Surinamers, de grootste allochtone groep in Amsterdam, staan qua criminaliteit op de tweede plaats, vooral door drugsdelicten en kleine criminaliteit. De drugsdelicten worden vaak gepleegd door verslaafde dertigers en veertigers, waaronder relatief meer vrouwen.
Marokkanen vormden de derde groep in omvang, maar staan bovenaan wat betreft kleine criminaliteit (diefstal, inbraak, zakkenrollerij, tasjesroof). Zij scoren ook hoog bij de brede categorie geweldsdelicten.
Turken scoren het laagst wat betreft alle aanhoudingen en afzonderlijke delicten. Bij hen komt jeugdcriminaliteit minder voor dan onder de andere drie groeperingen. De Amsterdamse onderzoekscijfers weerspreken ook dat moord en doodslag in verband met afrekeningen in het drugscircuit en eer- en bloedwraak bij Turken vaker zou voorkomen.

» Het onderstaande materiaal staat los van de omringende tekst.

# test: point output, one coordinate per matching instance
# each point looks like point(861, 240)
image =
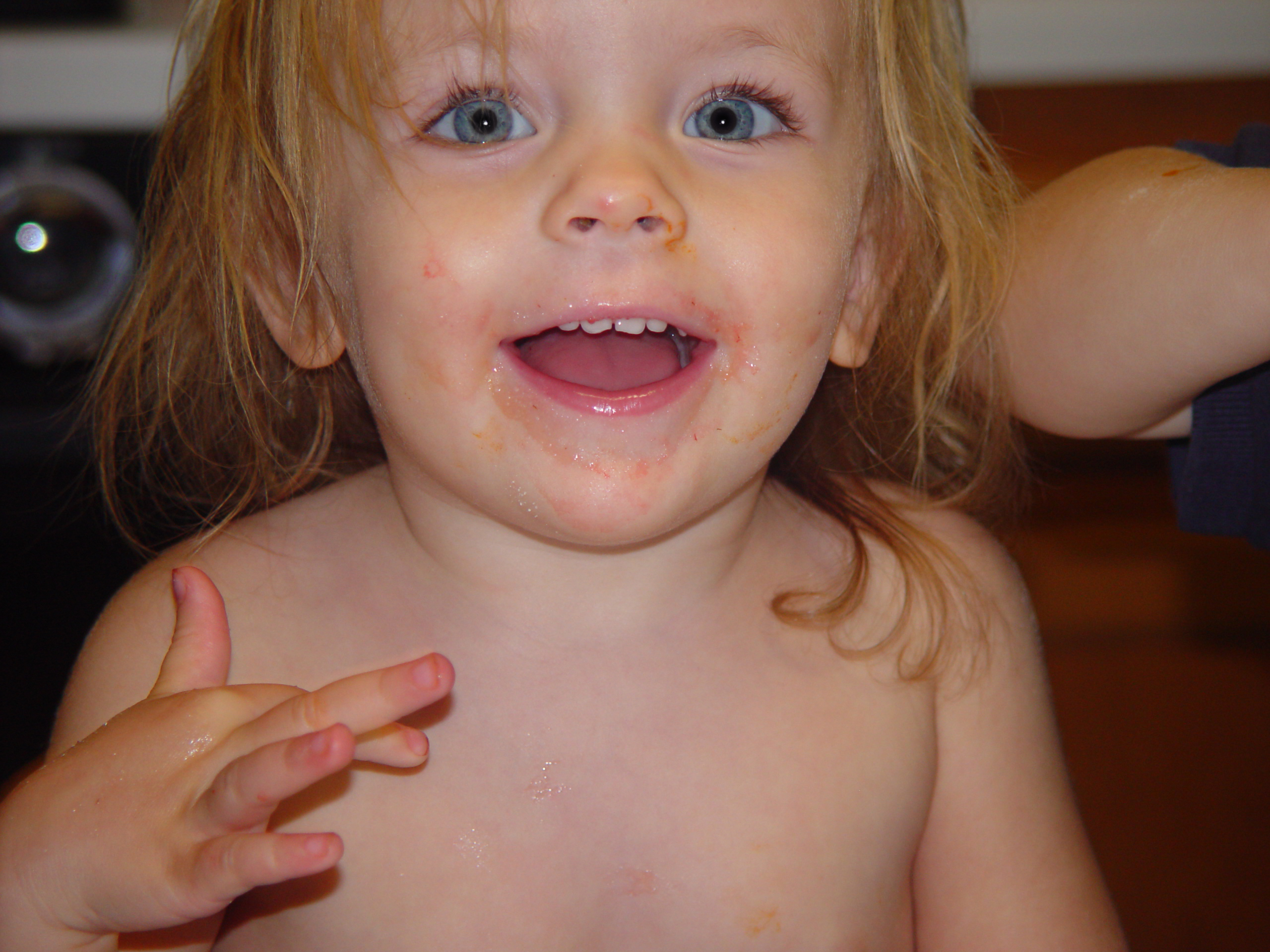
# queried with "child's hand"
point(159, 817)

De lage criminaliteitscijfers onder Turken is volgens de onderzoekers te verklaren uit hun sterke onderlinge sociale bindingen en sociale controle, terwijl het plegen van vermogensdelicten in deze groep juist als een schande wordt ervaren.
Het onderzoek is gebaseerd op cijfers van de Amsterdamse politie over aanhoudingen onder allochtonen. De auteurs maken geen vergelijking met autochtone Amsterdammers, maar stellen dat allochtone jongeren in criminaliteitscijfers oververtegenwoordigd zijn.